H3K4me3 ChIP-seq data for growing oocyte (d15, [13]) were reanalysed. ChIP-seq reads over CGIs and promoters of oocyte-expressed transcripts were counted using HTSeq ( DESeq was used to normalise read counts for differences in sequencing depth between samples, to robustly estimate the variance of read counts between samples, and to variance-stabilise and log-transform the read count data [54]. Subsequently, regions enriched for H3K4me3 in the two IP samples compared to the inputs were identified from a linear model fitted with limma [55].

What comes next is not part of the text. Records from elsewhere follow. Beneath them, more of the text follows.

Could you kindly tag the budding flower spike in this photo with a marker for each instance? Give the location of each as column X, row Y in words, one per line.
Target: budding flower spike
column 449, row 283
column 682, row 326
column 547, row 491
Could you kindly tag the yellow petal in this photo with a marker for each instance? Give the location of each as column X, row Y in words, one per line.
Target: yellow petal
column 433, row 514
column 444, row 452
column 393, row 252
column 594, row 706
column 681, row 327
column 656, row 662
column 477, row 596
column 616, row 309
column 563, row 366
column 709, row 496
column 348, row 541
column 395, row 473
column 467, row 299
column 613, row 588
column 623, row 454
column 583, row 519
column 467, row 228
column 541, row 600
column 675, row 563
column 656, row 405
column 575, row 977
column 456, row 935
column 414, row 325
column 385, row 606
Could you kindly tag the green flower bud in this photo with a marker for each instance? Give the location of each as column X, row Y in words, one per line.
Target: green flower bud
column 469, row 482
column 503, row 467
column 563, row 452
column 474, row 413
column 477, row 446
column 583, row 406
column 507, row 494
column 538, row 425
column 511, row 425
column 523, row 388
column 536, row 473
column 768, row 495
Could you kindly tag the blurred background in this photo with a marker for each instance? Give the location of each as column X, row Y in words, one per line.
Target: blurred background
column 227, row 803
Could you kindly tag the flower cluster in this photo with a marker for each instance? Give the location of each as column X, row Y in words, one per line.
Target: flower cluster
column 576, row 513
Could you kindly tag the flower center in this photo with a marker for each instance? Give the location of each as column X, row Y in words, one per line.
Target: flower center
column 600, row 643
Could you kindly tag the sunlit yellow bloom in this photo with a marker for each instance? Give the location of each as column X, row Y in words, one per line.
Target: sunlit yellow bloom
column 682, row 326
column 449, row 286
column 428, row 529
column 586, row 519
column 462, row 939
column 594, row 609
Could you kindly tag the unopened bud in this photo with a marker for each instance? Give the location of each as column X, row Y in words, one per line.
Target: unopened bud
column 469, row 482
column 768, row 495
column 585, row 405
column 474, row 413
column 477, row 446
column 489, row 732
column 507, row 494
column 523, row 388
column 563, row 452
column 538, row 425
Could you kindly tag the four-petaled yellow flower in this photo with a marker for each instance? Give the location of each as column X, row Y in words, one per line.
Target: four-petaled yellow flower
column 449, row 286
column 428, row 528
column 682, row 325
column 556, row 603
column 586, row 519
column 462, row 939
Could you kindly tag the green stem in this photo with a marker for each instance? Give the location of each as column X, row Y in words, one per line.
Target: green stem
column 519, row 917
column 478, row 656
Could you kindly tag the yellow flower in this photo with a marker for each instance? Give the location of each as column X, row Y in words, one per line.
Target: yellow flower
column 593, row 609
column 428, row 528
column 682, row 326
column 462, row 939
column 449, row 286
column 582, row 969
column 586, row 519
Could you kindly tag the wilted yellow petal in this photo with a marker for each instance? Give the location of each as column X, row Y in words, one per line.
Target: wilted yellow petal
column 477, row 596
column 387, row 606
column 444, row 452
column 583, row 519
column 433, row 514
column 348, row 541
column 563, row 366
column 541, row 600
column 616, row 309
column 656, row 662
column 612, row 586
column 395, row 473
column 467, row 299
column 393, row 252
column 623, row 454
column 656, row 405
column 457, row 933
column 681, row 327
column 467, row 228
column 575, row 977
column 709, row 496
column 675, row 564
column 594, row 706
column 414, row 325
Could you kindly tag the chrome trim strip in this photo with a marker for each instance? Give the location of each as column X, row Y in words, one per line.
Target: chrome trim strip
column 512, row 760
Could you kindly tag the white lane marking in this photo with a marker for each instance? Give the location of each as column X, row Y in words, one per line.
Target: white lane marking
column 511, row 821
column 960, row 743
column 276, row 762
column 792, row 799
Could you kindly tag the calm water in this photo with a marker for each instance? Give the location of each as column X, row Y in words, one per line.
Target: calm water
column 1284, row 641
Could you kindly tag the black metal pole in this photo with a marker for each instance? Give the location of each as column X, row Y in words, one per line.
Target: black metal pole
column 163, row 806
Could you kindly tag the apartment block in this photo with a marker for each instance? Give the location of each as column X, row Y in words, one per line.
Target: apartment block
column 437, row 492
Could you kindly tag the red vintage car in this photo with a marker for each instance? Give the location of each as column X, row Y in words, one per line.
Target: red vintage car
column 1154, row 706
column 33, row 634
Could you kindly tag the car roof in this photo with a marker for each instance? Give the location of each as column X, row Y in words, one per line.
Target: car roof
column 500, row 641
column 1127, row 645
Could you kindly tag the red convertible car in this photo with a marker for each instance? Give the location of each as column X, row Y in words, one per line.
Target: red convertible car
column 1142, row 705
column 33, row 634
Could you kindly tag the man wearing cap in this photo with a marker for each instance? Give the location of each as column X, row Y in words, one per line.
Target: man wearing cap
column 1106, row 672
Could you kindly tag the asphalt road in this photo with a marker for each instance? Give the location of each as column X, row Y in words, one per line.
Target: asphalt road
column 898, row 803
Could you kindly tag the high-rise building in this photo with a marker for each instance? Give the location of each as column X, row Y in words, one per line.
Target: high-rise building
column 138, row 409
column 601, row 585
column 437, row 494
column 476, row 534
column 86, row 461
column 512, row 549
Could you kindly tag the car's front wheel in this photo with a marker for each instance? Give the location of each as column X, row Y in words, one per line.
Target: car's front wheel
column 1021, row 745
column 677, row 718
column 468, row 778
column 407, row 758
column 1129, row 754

Cfp1 ChIP-seq data [29] were reanalysed using USeq [56] and MACS [57] with the default parameters. Since input DNA data were not available, we used the input samples for a CTCF ChIP-seq experiment in the same tissue (whole mouse brain) instead [58]. The sequence reads for the input samples were trimmed to be equal in length to the immunoprecipitated (IP) samples.

CpG island classification

CGIs were classified into distinct classes related to their location relative to oocyte expressed transcripts for which the strand of origin could be determined by Cufflinks. Promoter-associated CGIs (PA) overlap a 1 kbp region (enriched in H3K4me3) around the TSS by at least 1 bp. Intragenic CGIs are located within a transcript, at least 1 kbp distant from the TSS. Distal intragenic CGIs overlap the 1 kbp region downstream from the end of the transcript. End-associated CGIs overlap the 1 kbp region around either the start or the end of a transcript that lacks strand information.

CpG periodicity

The empirical distribution of the expected number of CpG pairs at distances from 0 to 1,000 bp was generated for each CGI from 1,000 independent permutations of its nucleotides while maintaining the original frequencies of all dinucleotides (dinucleotide frequency-invariant DNA sequence shuffling [25]). The CpG positions in each shuffled version of the sequence were recorded. From these positions, a pair-wise distance matrix was created. For each distance D from 0 to 1,000 or, if smaller, the length of the island L less two (the maximum distance between two CpGs in a sequence of length L is L-2), the number of CpG pairs was counted. For each distance D, the 1,000 counts generated from the 1,000 permutations of a sequence S form the empirical, expected distribution of the number of CpG pairs at distance D in S. Using this empirical distribution for S, the rank and corresponding empirical P value of the actually observed number of CpG pairs at distance D in S was determined. To test the significance of the number of CpG pairs at distances between 8 and 10 bp, the counts for these distances were added for each of the 1,000 permutations of S as well as for the original sequence S. The empirical p-value for this range of distances was then determined as above (the significance threshold was 0.05).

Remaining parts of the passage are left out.